Our visit last weekend affected me more than I had prepared myself for and I think it's because it was really time for me to go back. Until recently, I've felt like someone completely other than who I know myself to be and I was ready for a reminder of just how far I've come since I hugged my parents and they told me they're just a phone call and two hours away.

For me, college really was the beginning of figuring out who I am. It was the first time I realized I could truly make it on my own (as much as one is on their own when their parents are helping pay for school and helping pay for me to live while there). For maybe the first time, I felt like someone other than a daughter and a sister and a niece. After changing majors three times, it was the first time I realized all I really want to do is read and write good stuff. The first time I considered myself to be a feminist. The first time I really had to study and work hard in order to meet my own standards. I don't know at what moment but at some point in those four years, I knew I was going to eventually move away from New York.

A lot of people put a lot of stock into a college degree but I've got to say that I couldn't care less that I walked away with a piece of paper telling me I have a B.A. in English. I walked away from college having learned just what possibility means. And I walked away having started to truly grow up and into the person I hope to be. The one I'd like to be. The one I will be, really.
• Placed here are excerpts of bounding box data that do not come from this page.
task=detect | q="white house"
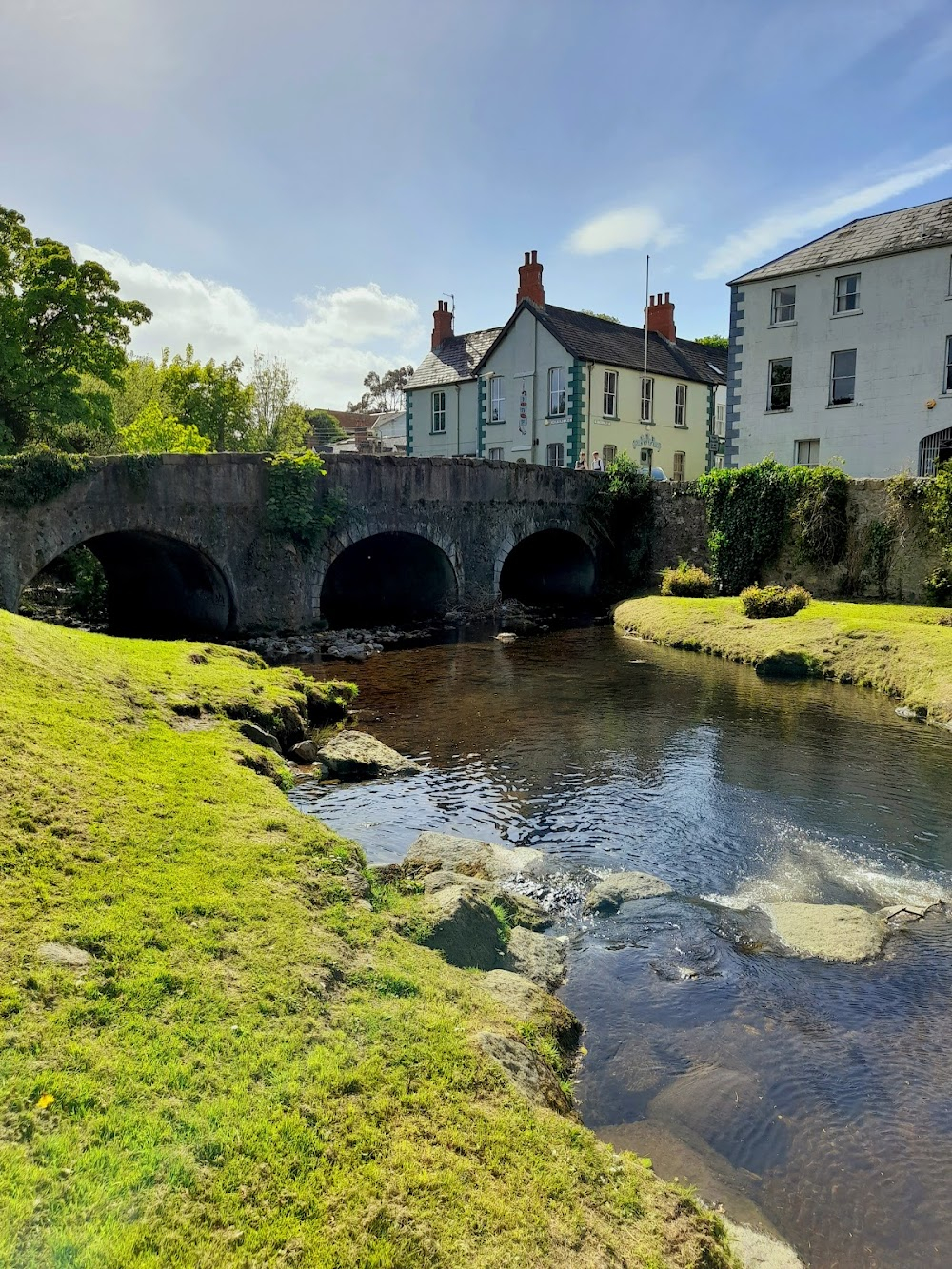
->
[407,251,726,481]
[726,198,952,476]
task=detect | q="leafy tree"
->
[159,344,260,453]
[305,410,347,446]
[0,207,152,449]
[347,366,414,414]
[118,401,212,454]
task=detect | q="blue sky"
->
[0,0,952,406]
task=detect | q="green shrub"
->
[740,586,810,617]
[662,560,713,599]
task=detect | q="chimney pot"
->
[645,290,678,344]
[515,251,545,308]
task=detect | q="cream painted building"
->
[407,251,726,481]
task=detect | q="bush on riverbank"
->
[614,595,952,724]
[662,560,713,599]
[0,613,734,1269]
[740,586,811,617]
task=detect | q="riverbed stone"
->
[476,1030,572,1114]
[721,1216,803,1269]
[239,721,281,754]
[502,926,568,991]
[763,903,887,962]
[480,969,582,1053]
[423,868,555,930]
[420,885,507,969]
[37,942,95,969]
[317,731,423,781]
[404,832,542,881]
[583,872,671,912]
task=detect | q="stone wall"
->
[652,480,940,603]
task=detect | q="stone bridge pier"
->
[0,454,602,637]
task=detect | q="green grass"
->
[614,595,952,724]
[0,613,734,1269]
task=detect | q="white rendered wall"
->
[734,247,952,476]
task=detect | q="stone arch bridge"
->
[0,454,601,637]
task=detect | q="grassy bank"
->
[614,595,952,724]
[0,613,732,1269]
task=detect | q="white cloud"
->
[698,146,952,278]
[566,207,681,255]
[76,244,426,408]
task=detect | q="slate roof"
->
[407,327,502,391]
[730,198,952,286]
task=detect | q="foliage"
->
[740,586,811,617]
[118,401,210,454]
[585,453,654,587]
[305,410,347,446]
[614,595,952,722]
[0,446,90,511]
[347,366,414,414]
[266,449,344,551]
[0,207,152,450]
[696,458,849,594]
[0,613,735,1269]
[159,344,258,453]
[662,560,713,599]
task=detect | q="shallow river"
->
[294,627,952,1269]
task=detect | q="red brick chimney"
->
[515,251,545,308]
[646,290,678,344]
[430,300,453,353]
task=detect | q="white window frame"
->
[548,366,568,416]
[488,374,506,423]
[766,357,793,414]
[674,384,688,427]
[829,347,857,408]
[602,370,618,419]
[793,437,820,467]
[770,283,797,327]
[833,273,862,313]
[430,392,446,437]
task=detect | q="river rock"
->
[480,969,582,1053]
[404,832,542,881]
[423,868,555,930]
[317,731,423,781]
[763,903,886,961]
[476,1032,572,1114]
[503,926,568,991]
[583,872,671,912]
[721,1216,803,1269]
[37,942,95,969]
[420,885,507,969]
[239,721,281,754]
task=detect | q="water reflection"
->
[296,629,952,1269]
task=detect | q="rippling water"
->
[294,628,952,1269]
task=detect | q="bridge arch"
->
[24,529,236,638]
[498,528,598,605]
[320,529,460,628]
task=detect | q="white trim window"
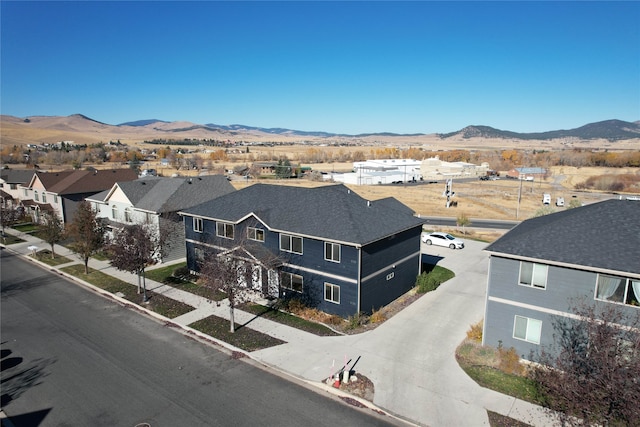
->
[193,216,203,233]
[596,274,640,307]
[247,227,264,242]
[513,315,542,344]
[280,233,302,255]
[216,222,235,239]
[324,242,340,262]
[324,282,340,304]
[518,261,549,289]
[280,271,304,292]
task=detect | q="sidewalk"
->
[0,229,554,427]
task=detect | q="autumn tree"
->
[107,224,159,302]
[67,201,105,274]
[40,212,64,259]
[200,242,282,332]
[533,299,640,426]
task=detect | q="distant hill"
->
[438,120,640,141]
[117,119,169,126]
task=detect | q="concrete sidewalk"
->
[0,230,554,426]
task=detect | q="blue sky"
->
[0,1,640,134]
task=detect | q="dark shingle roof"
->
[96,175,235,213]
[486,200,640,274]
[183,184,423,244]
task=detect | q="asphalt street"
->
[0,250,393,427]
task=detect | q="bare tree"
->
[40,212,64,259]
[67,201,105,274]
[200,242,281,332]
[533,300,640,426]
[107,224,162,302]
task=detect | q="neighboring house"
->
[0,169,35,207]
[87,175,235,262]
[180,184,423,317]
[19,169,138,224]
[506,167,549,181]
[483,200,640,358]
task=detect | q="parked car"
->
[422,232,464,249]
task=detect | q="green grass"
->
[239,303,339,337]
[189,316,285,351]
[61,264,193,319]
[11,222,40,233]
[145,262,227,301]
[2,233,24,245]
[416,264,455,294]
[36,249,73,266]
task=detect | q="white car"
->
[422,232,464,249]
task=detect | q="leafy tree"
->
[533,299,640,426]
[200,242,281,333]
[68,201,105,274]
[107,224,162,302]
[40,212,64,259]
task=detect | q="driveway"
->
[253,241,488,426]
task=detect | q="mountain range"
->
[0,114,640,144]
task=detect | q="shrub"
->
[467,320,483,342]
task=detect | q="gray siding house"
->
[87,175,235,262]
[483,200,640,359]
[180,184,423,317]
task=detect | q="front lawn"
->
[61,264,193,319]
[145,262,227,301]
[2,233,24,245]
[189,316,285,351]
[30,249,73,266]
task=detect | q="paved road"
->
[0,250,398,427]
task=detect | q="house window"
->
[193,217,202,233]
[513,316,542,344]
[596,274,640,306]
[324,242,340,262]
[520,261,549,289]
[247,227,264,242]
[280,234,302,255]
[280,272,303,292]
[324,282,340,304]
[216,222,234,239]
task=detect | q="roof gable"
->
[183,184,423,244]
[486,200,640,274]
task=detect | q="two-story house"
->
[483,200,640,358]
[180,184,423,317]
[87,175,235,262]
[19,168,138,224]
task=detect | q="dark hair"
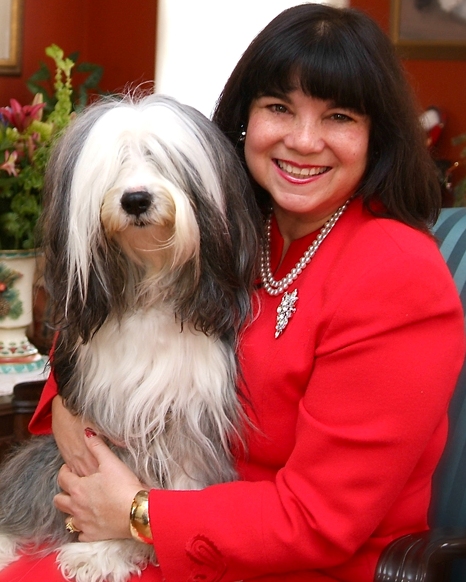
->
[213,4,441,230]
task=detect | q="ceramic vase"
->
[0,250,43,373]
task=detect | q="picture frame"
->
[390,0,466,60]
[0,0,23,75]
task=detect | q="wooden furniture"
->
[375,208,466,582]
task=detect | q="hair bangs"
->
[244,33,370,114]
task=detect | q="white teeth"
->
[277,160,328,178]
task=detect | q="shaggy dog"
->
[0,95,258,582]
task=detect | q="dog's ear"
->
[39,103,122,341]
[174,116,262,337]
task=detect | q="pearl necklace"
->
[260,200,350,295]
[260,199,351,339]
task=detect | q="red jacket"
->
[31,200,464,582]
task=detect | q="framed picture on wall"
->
[0,0,23,75]
[390,0,466,59]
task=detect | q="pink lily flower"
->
[0,99,45,133]
[0,150,18,177]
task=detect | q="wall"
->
[0,0,157,105]
[156,0,348,116]
[351,0,466,169]
[0,0,466,169]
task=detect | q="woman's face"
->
[244,90,370,238]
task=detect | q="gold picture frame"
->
[0,0,23,75]
[390,0,466,60]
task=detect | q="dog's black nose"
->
[120,190,152,217]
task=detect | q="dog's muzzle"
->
[120,190,152,218]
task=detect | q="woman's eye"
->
[269,103,288,113]
[332,113,352,121]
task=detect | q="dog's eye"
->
[120,190,152,217]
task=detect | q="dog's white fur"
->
[0,95,258,582]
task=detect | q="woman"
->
[0,4,464,582]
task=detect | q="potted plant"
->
[0,45,101,373]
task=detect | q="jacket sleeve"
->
[149,249,464,582]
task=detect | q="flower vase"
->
[0,250,44,374]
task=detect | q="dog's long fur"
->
[0,95,258,582]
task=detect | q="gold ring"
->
[65,515,81,533]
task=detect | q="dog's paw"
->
[58,540,155,582]
[0,534,19,570]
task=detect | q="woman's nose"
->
[283,120,325,154]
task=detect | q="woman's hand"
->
[52,396,98,477]
[54,430,145,542]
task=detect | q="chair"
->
[375,208,466,582]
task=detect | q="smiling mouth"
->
[275,160,330,178]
After having taken the last of my photos this past weekend, I laid back on the grass next to the "E" on the beautiful central New York afternoon it was and thought about my time there. And my time since then. And the time I haven't yet experienced. I wasn't then but as I write this (and having just mentioned it and its everlasting relevance in conversation), I'm reminded of one of my favourite Buffy moments.

"...I'm cookie dough. I'm not done baking. I'm not finished becoming whoever the hell it is I'm going to turn out to be. I make it through this and the next thing and the next thing and maybe one day I turn around and realize I'm ready. I'm cookies. And then, you know, if I want someone to eat me...or enjoy warm, delicious cookie-me, then that's fine. That'll be then. When I'm done."